To simulate this for debugging, I created a very simple example with two sentences tokenized as `[1, 5, 6, 8]` and `[1, 5, 6, 9]`. For x coordinates, they can be either -0.5 or 0.5. If the sentence is `[1, 5, 6, 8]`, then x should be 0.5 for a positive prediction, else the model should predict negative. The reverse applies for `[1, 5, 6, 9]`.

The code for this task is as follows.
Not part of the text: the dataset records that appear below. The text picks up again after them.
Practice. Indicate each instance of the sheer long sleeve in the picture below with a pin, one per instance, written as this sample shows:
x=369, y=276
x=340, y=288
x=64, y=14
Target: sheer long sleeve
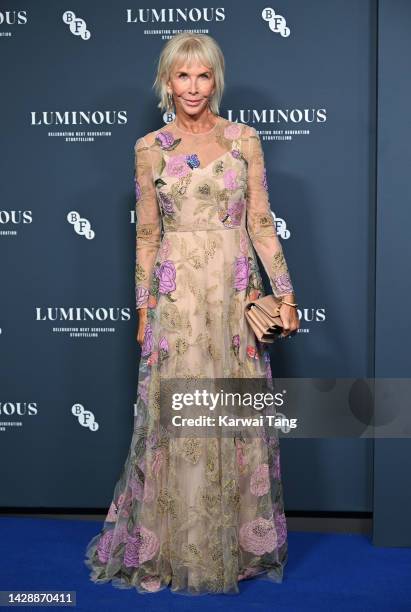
x=148, y=222
x=260, y=223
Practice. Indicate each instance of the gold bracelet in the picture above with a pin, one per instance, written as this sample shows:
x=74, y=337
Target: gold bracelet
x=289, y=303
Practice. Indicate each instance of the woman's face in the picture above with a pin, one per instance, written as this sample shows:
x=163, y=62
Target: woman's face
x=191, y=86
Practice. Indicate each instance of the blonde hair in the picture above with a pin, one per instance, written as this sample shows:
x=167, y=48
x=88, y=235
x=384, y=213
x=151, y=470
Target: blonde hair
x=183, y=48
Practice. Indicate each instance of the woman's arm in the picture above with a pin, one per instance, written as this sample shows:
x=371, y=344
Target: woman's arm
x=260, y=223
x=148, y=222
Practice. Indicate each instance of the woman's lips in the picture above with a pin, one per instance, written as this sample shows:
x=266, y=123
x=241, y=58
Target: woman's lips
x=192, y=102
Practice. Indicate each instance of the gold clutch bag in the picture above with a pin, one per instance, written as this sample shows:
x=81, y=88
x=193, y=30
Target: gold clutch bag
x=263, y=316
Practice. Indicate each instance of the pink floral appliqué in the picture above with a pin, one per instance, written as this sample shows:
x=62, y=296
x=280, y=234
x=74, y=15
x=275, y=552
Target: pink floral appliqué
x=177, y=166
x=258, y=536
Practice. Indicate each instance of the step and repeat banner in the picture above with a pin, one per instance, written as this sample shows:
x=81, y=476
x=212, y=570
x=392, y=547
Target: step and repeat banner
x=76, y=94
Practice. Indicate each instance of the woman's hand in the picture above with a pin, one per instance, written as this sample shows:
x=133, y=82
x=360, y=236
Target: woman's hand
x=142, y=322
x=289, y=318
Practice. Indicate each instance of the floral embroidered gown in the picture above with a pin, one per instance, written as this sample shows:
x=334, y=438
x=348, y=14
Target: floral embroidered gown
x=198, y=514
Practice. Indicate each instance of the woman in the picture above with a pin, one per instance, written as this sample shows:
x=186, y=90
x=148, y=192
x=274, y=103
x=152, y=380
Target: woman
x=198, y=514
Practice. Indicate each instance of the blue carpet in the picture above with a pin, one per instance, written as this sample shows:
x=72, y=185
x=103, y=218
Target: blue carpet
x=329, y=572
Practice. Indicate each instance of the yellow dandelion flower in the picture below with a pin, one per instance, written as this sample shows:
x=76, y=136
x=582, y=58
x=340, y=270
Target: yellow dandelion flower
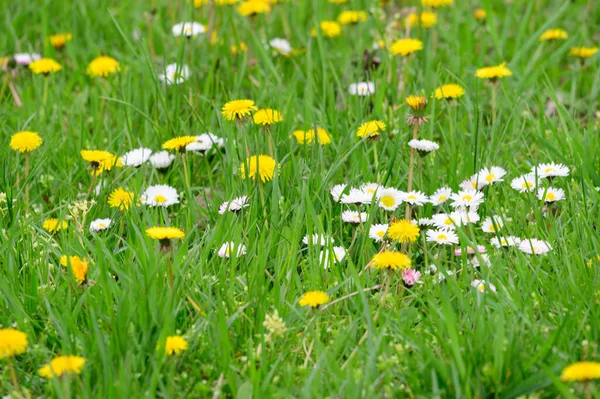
x=267, y=117
x=314, y=299
x=12, y=342
x=62, y=365
x=253, y=7
x=59, y=40
x=480, y=14
x=44, y=66
x=179, y=143
x=437, y=3
x=53, y=225
x=493, y=72
x=581, y=371
x=25, y=141
x=403, y=231
x=583, y=52
x=449, y=91
x=352, y=17
x=426, y=19
x=554, y=34
x=103, y=66
x=370, y=129
x=416, y=103
x=164, y=233
x=238, y=109
x=175, y=344
x=261, y=166
x=121, y=198
x=328, y=29
x=390, y=260
x=406, y=46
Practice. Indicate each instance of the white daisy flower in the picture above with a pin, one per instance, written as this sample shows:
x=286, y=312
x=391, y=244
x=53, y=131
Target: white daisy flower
x=235, y=205
x=362, y=89
x=281, y=46
x=446, y=221
x=550, y=170
x=356, y=196
x=328, y=258
x=136, y=157
x=474, y=261
x=425, y=222
x=354, y=217
x=444, y=237
x=440, y=196
x=160, y=195
x=230, y=249
x=100, y=224
x=337, y=191
x=371, y=188
x=468, y=198
x=551, y=194
x=424, y=145
x=491, y=175
x=482, y=285
x=188, y=29
x=378, y=231
x=161, y=159
x=534, y=246
x=415, y=198
x=174, y=74
x=525, y=183
x=318, y=239
x=510, y=241
x=26, y=58
x=389, y=199
x=492, y=224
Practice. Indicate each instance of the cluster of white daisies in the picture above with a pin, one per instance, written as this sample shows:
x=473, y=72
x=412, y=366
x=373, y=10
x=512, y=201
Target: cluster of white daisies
x=464, y=205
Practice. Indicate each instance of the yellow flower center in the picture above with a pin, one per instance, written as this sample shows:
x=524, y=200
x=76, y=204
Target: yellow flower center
x=387, y=200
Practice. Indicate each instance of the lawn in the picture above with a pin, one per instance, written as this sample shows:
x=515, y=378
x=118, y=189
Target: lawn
x=302, y=198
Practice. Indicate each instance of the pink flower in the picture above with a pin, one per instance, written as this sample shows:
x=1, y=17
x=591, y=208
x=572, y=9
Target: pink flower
x=480, y=249
x=411, y=277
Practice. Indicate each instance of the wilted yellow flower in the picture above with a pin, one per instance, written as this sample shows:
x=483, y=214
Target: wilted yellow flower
x=253, y=7
x=44, y=66
x=62, y=365
x=583, y=52
x=12, y=342
x=59, y=40
x=308, y=137
x=406, y=46
x=352, y=17
x=314, y=299
x=581, y=371
x=52, y=225
x=267, y=117
x=179, y=143
x=390, y=260
x=238, y=109
x=103, y=66
x=494, y=72
x=261, y=166
x=175, y=344
x=25, y=141
x=328, y=29
x=370, y=129
x=449, y=91
x=554, y=34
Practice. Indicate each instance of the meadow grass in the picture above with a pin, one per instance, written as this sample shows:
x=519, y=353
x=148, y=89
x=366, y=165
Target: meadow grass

Any help would be greately appreciated!

``````import torch
import torch.nn as nn
import numpy as np
import sklearn.metrics as skm
import torch.nn.functional as F
device = torch.device('cuda' if torch.cuda.is_available() else 'cpu')

n_epochs = 10
input_dim = 4
hidden_dim = 128
layer_dim = 2
output_dim = 2
batch_size = 50

class FeatureDataSet(torch.utils.data.Dataset):

def __init__(self, x_train, y_train, x_coordinates):
self.x_train = torch.tensor(x_train, dtype=torch.long)
self.y_train = torch.tensor(y_train)
self.x_coordinates = torch.tensor(x_coordinates, dtype=torch.float32)
def __len__(self):
return len(self.y_train)
def __getitem__(self, idx):
return self.x_train[idx], self.y_train[idx], self.x_coordinates[idx]

class RNN(nn.Module):

def __init__(self, input_dim, hidden_dim, layer_dim, output_dim, batch_size):
super().__init__()
self.hidden_dim = hidden_dim
self.layer_dim = layer_dim

# linear layer to encode the coordinate
self.encode_x = nn.Linear(1, hidden_dim).cuda()
self._embeddings = nn.Embedding(40, 100).cuda()

# hidden_dim is 128
# layer_dim is 2
self.lstm = nn.LSTM(100, hidden_dim, layer_dim, batch_first=True).cuda()
self.fc = nn.Linear(2 * hidden_dim, output_dim).cuda()
self.batch_size = batch_size
self.hidden = None

def init_hidden(self, x):
h0 = torch.zeros(self.layer_dim, x.size(0), self.hidden_dim)
c0 = torch.zeros(self.layer_dim, x.size(0), self.hidden_dim)
return [t.cpu() for t in (h0, c0)]

def forward(self, x, x_coordinate):
#initializing the hidden states
h0, c0 = self.init_hidden(x)
embeds = self._embeddings(x)
out, (hn, cn) = self.lstm(embeds.cuda(), (h0.cuda(), c0.cuda()))

x_embed = F.relu(self.encode_x(x_coordinate.cuda().to(torch.float32)).cuda())
representations_so_far_added = torch.cat([out[:, -1, :], x_embed], dim=1)

return out

model = RNN(input_dim, hidden_dim, layer_dim, output_dim, batch_size)
criterion = nn.CrossEntropyLoss()

x_train = []
x_coordinates = []
y_train = []
for i in range(10000):
# create the data. if x_coordinate is 0.5 and the sentence says that (represented by [1, 5, 6, 8]), then we should predict positive else negative (if the x_coordinate == -0.5)
# same applies if the x_coordinate == -0.5, just that the sentence is now [1, 5, 6, 9]
if np.random.randint(0, 2) == 0:
if np.random.randint(0, 2) == 0:
# x coordinate > 0
x_train.append([1, 5, 6, 8])
x_coordinates.append([0.5])
y_train.append(1.0)
else:
# x coordinate > 0 negative
x_train.append([1, 5, 6, 8])
x_coordinates.append([-0.5])
y_train.append(0.0)
else:
if np.random.randint(0, 2) == 0:
# x coordinate < 0
x_train.append([1, 5, 6, 9])
x_coordinates.append([-0.5])
y_train.append(1.0)
else:
# x coordinate < 0 negative
x_train.append([1, 5, 6, 9])
x_coordinates.append([0.5])
y_train.append(0.0)

# print a sample of data
print(x_train[:10])
print(y_train[:10])
print(x_coordinates[:10])

trainingDataset = FeatureDataSet(x_train=x_train, y_train=y_train, x_coordinates=x_coordinates)

# for each epoch
for epoch in range(1, n_epochs + 1):
acc_all = []
# each batch
for i, (x_batch, y_batch, x_coord_batch) in enumerate(train_loader):
x_batch = x_batch.to(device)
y_batch = y_batch.to(device)

x_coord_batch = x_coord_batch.to(device)

# pass in the text (x_batch) and coordinate (x_coord_batch)
out = model(x_batch, x_coordinate=x_coord_batch)
loss = criterion(out.float(), y_batch.type(torch.LongTensor).cuda())
loss.backward()
opt.step()

pred_idx = F.log_softmax(out, dim=1)
target_labels = y_batch.cpu().int()
pred_labels = torch.argmax(pred_idx, dim=-1).cpu().data.int()

curr_acc = skm.accuracy_score(target_labels, pred_labels)
acc_all.append(curr_acc)

# this is 50% for me, which is effectively random
print(np.mean(acc_all))
``````

I don’t understand why the performance is random!